The film concerns a trio of main characters: Daniel Hirsh (Peter Finch) is the wealthy doctor who spends a lot of time listening to classical music alone in his apartment. Alex Greville (Glenda Jackson) is the wounded divorcee who clearly longs for some tenderness. Both are lacking some level of emotional stability in their lives, thanks to their innate loneliness. They're also both involved with bisexual swinger Bob Elkin (Murray Head), a flighty fellow who can charm any one of his lovers easily but who never fully gives himself over to either. In addition to keeping Daniel and Alex at arm's length he's also biding his time until he can take his strange art-project inventions to America, leaving the film's other characters feeling even more vulnerable.

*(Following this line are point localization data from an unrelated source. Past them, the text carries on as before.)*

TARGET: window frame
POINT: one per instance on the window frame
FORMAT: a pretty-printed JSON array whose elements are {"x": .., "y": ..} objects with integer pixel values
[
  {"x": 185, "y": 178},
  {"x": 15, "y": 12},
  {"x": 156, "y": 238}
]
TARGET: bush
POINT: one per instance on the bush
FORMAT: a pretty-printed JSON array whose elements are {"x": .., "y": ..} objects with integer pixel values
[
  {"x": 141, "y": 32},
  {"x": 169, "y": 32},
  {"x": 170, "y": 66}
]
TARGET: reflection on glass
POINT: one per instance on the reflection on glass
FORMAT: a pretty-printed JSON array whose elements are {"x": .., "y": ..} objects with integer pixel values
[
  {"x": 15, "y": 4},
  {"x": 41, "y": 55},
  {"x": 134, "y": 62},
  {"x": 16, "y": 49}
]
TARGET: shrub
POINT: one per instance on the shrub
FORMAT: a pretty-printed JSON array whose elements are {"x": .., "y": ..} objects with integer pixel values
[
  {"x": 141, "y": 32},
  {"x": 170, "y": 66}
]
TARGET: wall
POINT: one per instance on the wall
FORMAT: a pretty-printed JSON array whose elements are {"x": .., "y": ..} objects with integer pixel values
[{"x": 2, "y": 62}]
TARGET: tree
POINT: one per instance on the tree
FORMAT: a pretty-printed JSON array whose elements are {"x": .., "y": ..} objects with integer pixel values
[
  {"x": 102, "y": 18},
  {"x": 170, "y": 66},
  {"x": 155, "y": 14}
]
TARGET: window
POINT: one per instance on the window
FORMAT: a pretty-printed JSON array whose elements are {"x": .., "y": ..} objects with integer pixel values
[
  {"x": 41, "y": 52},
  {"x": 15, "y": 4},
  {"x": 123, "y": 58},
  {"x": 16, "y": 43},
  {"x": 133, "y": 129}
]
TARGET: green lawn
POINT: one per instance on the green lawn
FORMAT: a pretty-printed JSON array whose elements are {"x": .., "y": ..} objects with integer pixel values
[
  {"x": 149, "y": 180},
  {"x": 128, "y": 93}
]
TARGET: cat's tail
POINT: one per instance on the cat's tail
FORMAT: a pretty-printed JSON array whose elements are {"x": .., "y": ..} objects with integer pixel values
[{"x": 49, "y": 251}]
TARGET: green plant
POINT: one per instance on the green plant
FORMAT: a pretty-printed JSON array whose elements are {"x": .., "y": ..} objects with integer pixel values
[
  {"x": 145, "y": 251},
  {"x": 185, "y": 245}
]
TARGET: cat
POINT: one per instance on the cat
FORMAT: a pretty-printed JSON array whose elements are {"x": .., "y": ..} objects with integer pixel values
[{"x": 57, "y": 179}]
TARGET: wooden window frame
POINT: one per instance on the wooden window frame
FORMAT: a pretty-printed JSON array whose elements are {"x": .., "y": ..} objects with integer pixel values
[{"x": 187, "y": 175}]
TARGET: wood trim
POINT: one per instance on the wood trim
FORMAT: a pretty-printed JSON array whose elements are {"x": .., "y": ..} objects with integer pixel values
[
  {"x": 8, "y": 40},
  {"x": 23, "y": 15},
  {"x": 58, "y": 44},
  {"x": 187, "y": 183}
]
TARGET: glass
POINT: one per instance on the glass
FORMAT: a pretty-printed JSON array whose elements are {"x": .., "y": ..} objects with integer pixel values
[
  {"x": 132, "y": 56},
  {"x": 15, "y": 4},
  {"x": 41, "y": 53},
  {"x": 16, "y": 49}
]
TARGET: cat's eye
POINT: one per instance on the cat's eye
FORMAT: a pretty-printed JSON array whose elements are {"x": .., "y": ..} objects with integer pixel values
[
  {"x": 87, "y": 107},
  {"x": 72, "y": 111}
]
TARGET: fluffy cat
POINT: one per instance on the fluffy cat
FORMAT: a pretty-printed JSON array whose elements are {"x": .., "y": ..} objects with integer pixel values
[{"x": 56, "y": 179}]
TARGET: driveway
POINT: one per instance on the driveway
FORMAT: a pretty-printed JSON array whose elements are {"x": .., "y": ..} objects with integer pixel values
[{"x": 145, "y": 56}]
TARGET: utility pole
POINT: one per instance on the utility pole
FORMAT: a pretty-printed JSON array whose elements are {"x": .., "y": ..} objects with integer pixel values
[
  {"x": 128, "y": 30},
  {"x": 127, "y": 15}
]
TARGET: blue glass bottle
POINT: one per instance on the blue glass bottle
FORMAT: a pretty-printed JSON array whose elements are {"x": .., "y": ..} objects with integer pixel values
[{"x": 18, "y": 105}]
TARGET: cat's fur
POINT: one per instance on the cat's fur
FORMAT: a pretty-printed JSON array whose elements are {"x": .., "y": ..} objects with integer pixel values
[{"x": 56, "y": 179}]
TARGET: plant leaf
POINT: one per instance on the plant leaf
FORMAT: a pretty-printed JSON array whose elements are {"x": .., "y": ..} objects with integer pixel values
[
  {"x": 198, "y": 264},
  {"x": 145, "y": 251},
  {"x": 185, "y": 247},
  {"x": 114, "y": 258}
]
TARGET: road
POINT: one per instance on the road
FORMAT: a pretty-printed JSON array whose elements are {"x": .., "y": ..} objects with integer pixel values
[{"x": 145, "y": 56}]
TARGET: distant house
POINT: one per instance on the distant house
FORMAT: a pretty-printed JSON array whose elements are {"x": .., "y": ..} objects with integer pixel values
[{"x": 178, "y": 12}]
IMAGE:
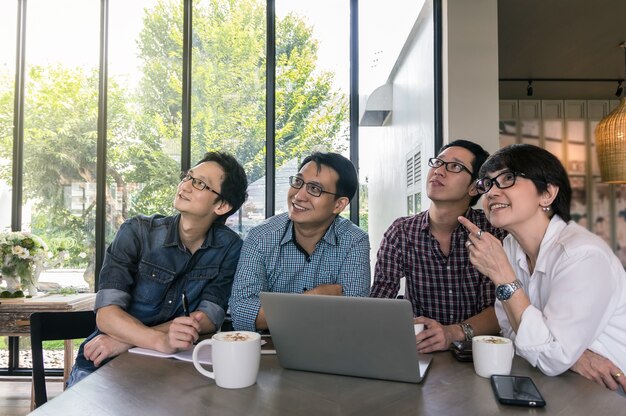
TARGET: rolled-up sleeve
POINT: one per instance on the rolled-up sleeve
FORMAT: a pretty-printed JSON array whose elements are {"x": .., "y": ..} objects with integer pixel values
[
  {"x": 355, "y": 273},
  {"x": 576, "y": 309}
]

Confusing the film a bit is a series of tangents that build all sorts of cinematic tension but distract from the emotional core. Early on Alex and Bob housesit for a family, including watching their four kids and dog. The intrigue leading up to this sequence plus the strange atmosphere of the family and a truly horrific moment when one of the kids runs across a busy street almost recall British horror films like The Omen and Schlesinger's ability to create cinematic tension grabs the audience and rattles it. But in the bigger picture of the film sequences like these make it tough to figure out what you're watching. A long way into Sunday, Bloody Sunday I found myself still wondering what the film was about, robbing me of the opportunity to get to know the characters better.
Schlesinger also gets caught up in some fetishistic details that are interesting but don't lead to anything. Specifically I'm thinking about a continuing exploration of the inner-workings of the telephone system. The fact that Alex and Daniel use the same answering service (an antiquated personal message system) is integral to the plot and the urge to use it as a metaphor for the inner workings of the characters' minds is understandable for a filmmaker of Schlesinger's caliber, but it somehow seems distracting and beside the point.

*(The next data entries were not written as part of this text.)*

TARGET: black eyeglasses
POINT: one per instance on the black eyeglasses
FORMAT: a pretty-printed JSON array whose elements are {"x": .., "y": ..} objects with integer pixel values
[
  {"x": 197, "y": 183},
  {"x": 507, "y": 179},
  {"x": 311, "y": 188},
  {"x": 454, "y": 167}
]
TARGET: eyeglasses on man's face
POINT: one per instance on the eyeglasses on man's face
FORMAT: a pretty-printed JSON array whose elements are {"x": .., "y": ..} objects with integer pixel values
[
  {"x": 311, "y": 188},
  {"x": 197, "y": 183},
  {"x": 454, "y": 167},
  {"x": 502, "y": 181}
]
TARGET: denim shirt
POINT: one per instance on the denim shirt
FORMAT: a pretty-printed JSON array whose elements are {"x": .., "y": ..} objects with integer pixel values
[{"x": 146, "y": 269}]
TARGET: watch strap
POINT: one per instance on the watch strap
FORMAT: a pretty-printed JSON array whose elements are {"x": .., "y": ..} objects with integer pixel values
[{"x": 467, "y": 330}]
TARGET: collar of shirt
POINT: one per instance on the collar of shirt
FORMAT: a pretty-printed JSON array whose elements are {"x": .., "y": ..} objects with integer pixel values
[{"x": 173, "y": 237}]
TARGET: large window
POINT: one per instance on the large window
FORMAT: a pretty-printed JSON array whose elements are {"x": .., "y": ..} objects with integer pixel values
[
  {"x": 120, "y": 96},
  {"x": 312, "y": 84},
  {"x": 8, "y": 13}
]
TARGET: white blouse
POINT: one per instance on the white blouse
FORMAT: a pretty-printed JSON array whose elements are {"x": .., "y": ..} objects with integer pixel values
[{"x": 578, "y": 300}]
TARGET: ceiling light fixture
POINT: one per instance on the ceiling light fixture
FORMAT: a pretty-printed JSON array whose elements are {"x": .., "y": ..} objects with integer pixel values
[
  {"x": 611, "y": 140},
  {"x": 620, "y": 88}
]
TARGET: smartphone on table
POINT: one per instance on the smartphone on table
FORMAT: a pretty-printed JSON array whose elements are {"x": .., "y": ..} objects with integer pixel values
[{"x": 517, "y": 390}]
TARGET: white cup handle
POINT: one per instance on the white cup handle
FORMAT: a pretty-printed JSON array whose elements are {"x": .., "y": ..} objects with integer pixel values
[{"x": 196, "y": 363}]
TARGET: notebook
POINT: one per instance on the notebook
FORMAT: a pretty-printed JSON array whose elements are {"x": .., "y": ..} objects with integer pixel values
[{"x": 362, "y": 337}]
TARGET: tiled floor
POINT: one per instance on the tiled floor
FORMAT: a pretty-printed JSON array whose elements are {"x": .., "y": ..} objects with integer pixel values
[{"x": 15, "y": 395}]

This is a handsomely made film, however. Billy Williams' grimy cinematography and the performances of the main actors are all top-notch, with Finch providing a quiet burn as a man who's starting to feel the burden of his age. Finch, who is best known for winning a posthumous Oscar for Network ("I'm mad as hell and I'm not gonna take it anymore!"), was a real pro and his solid performance helps elevate parts of this inconsistent film into more emotionally gripping territory. Similarly, Jackson communicates a desperation and sadness that is affecting.
The non-anamorphic widescreen transfer is fine. While it maintains the gritty, desaturated look that was a staple of the era it looks much improved over older transfers. The image is reasonably sharp with the graininess visible but under control.

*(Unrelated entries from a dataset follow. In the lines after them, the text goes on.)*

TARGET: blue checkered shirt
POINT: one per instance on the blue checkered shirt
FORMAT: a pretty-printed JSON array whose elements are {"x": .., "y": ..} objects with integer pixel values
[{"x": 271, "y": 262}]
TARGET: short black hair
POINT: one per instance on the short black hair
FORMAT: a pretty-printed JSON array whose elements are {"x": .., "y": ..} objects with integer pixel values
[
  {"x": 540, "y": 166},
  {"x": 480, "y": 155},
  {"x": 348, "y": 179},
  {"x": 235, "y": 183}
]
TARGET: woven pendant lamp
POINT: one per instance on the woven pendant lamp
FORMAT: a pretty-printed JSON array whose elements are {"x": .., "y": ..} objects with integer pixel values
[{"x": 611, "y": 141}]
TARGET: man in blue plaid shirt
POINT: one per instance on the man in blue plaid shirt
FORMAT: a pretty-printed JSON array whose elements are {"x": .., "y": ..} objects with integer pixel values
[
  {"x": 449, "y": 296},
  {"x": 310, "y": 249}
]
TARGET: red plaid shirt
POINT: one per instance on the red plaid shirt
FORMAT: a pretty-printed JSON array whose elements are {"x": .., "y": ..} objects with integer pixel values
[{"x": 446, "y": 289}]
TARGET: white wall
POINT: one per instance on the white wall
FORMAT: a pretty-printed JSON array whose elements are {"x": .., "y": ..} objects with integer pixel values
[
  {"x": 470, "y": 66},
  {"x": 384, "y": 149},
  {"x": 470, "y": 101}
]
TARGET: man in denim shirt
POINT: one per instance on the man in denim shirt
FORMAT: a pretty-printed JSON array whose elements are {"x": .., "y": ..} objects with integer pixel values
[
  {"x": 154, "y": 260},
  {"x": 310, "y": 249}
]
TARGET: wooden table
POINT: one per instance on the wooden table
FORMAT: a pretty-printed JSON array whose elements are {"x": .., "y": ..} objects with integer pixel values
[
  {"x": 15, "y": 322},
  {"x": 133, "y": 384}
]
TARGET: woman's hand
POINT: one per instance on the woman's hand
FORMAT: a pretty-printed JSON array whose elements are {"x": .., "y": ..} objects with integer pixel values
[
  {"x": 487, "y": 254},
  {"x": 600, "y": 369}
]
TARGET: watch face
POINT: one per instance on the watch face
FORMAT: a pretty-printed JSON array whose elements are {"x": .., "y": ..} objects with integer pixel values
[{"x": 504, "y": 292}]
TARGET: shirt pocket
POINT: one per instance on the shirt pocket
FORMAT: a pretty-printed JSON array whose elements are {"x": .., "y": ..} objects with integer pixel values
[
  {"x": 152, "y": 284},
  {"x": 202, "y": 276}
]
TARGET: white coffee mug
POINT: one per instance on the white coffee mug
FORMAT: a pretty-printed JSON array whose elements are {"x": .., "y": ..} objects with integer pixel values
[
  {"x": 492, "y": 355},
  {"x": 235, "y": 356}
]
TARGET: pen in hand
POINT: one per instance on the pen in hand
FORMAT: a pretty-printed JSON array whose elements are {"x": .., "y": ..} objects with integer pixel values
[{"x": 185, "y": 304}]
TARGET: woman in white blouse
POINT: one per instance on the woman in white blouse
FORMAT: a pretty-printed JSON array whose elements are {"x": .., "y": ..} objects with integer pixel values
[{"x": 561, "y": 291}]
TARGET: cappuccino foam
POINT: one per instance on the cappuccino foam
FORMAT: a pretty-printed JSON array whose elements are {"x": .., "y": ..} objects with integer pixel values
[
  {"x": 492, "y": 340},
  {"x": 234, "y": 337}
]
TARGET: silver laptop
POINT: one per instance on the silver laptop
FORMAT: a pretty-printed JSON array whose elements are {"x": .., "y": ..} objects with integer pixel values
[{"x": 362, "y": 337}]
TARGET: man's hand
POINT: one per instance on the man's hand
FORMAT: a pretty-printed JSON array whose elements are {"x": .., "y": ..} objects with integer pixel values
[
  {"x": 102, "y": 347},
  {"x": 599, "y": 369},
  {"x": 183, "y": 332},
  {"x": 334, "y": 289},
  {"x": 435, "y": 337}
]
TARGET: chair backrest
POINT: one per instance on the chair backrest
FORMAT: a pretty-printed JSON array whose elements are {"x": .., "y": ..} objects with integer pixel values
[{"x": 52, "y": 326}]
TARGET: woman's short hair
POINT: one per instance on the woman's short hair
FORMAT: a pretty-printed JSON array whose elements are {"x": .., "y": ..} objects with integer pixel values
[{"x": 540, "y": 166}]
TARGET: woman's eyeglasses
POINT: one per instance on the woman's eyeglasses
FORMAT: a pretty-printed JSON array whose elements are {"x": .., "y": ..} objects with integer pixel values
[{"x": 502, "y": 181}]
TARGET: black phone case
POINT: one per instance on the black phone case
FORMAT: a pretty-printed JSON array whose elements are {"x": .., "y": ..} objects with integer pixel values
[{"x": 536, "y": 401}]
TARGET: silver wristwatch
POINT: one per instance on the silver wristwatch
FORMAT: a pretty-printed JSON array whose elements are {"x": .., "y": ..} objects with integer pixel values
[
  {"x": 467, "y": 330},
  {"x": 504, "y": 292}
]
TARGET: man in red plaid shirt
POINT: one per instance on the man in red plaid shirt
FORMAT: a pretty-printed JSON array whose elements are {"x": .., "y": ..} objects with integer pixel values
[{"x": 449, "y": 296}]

Note: This review has been changed to correct an error. The transfer is not anamorphic, as was originally reported.
The Dolby Digital mono soundtrack is probably as good as can be expected but the sonic range is rather limited, with voices and music sounding a bit murky and unexceptional. Acceptable but not particularly impressive. English, Spanish, and French subtitles are included.
Just a trailer.
A flawed but well-made film, Sunday, Bloody Sunday has been well-regarded for decades but just didn't connect with this viewer. Still, fans of British films of the era may find this a challenging emotional journey. Worth a look.